About myself and everyone else.
Last week we started looking at this dmv.
As promised I’ll now discuss the code on how to use this view over a period of time and do some analyses on your IO throughput. Why do we do this, we can do this for interest sake or you can do this to spot potential bottlenecks on your system, this can be bottlenecks for a specific file , database or drive.
The logic cover 3 steps.
First we can to grab a snapshot of the view periodically, we do this because the view only stores one row per file and is cumulative from server restart. Thus to grab a point in time we first create the statement to grab to columns of interest to us and secondly we schedule this process, this can be done through a SQL server job.
Once we have this process setup we create a report on the data.

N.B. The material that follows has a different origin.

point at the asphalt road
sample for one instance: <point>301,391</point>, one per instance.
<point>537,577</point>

I was planning to do this with a recurring CTE. But since it was maxing out the CPU on my test server I decided to rewrite it using a cross join. A cross join will join every row in the table with every other row in the table. Thus a table with 3 rows cross joined to itself will return 9 rows. This can quickly grow into a large operation. If you have issues with performance you can dump this data into a table in order to keep it streamlined.
In the first collection query I also did some of the conversions, I converted KB into MB and milliseconds to seconds.
Some notes: The code does not take into account that you can have multiple log \ data files. This is easy to fix as you will just do a group by when reading from the dmv. You don’t need to use a CTE to collect the data, I just had the query in my notes and didn’t change it.
if OBJECT_ID(‘IOStats’) is not null drop table IOStats
Create table IOStats(Servername varchar(128),Databasename varchar(128),Type varchar(5) ,MB_Reads int,MB_Writes int,Stall_Read_Sec int,Stall_writes_Sec int,Date smalldatetime default getdate())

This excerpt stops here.